陰謀のための結婚
しかし友恵さんは控えめに意見する。
「私は、まだ香澄さんとお話がありますから」
友恵さんの発言に不安がよぎる。城崎社長がいては、話せない話があるというのだろうか。
よほど不安げな顔をしていたのか、城崎社長が目を丸くして言った。
「やはり親子だな。友恵さんへ向ける不安げな表情がそっくりだ」
三矢に視線を向けると目が合い、すぐに目は逸らされた。
「では、私たちはこれで」
夫人の声かけで城崎社長と連れ立って三矢も個室を出て行く。
なにを話すつもりだろうか。という視線を友恵さんに向けつつも、特になにか言い残したりもせずに静かに退室した。

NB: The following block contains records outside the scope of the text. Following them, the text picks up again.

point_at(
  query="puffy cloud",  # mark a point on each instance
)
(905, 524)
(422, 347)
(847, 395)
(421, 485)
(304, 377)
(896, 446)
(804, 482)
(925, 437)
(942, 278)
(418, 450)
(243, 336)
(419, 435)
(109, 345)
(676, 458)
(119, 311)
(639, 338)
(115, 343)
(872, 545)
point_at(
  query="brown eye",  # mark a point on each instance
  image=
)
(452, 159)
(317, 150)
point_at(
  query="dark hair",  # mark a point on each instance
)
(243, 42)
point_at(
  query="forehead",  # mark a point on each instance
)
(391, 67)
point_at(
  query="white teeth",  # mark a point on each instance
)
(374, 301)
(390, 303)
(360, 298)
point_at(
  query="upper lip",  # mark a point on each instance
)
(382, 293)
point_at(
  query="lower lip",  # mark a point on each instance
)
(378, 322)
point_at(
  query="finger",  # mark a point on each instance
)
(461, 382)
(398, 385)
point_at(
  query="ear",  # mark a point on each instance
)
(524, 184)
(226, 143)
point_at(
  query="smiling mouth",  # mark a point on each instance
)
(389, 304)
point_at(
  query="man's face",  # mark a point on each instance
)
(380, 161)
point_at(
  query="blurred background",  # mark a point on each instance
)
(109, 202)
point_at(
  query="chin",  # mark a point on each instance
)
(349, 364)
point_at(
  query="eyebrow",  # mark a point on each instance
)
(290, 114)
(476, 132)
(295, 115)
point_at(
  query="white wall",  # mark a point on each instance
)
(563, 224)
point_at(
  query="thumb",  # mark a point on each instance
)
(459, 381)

三人が出ていったのを確認してから、友恵さんは口を開いた。
「ごめんなさいね。不安にさせて。でも話しておかないといけないと思って」
「俺もこの場にいていいでしょうか。彼女とのこれからのためにも、できれば一緒にお聞きしたい」
軽く握られていた手に力が込められ、ひとりじゃないと言われている気がした。
「ええ。是非ふたりで聞いてほしいわ」
友恵さんは柔らかく微笑んでから、話し始めた。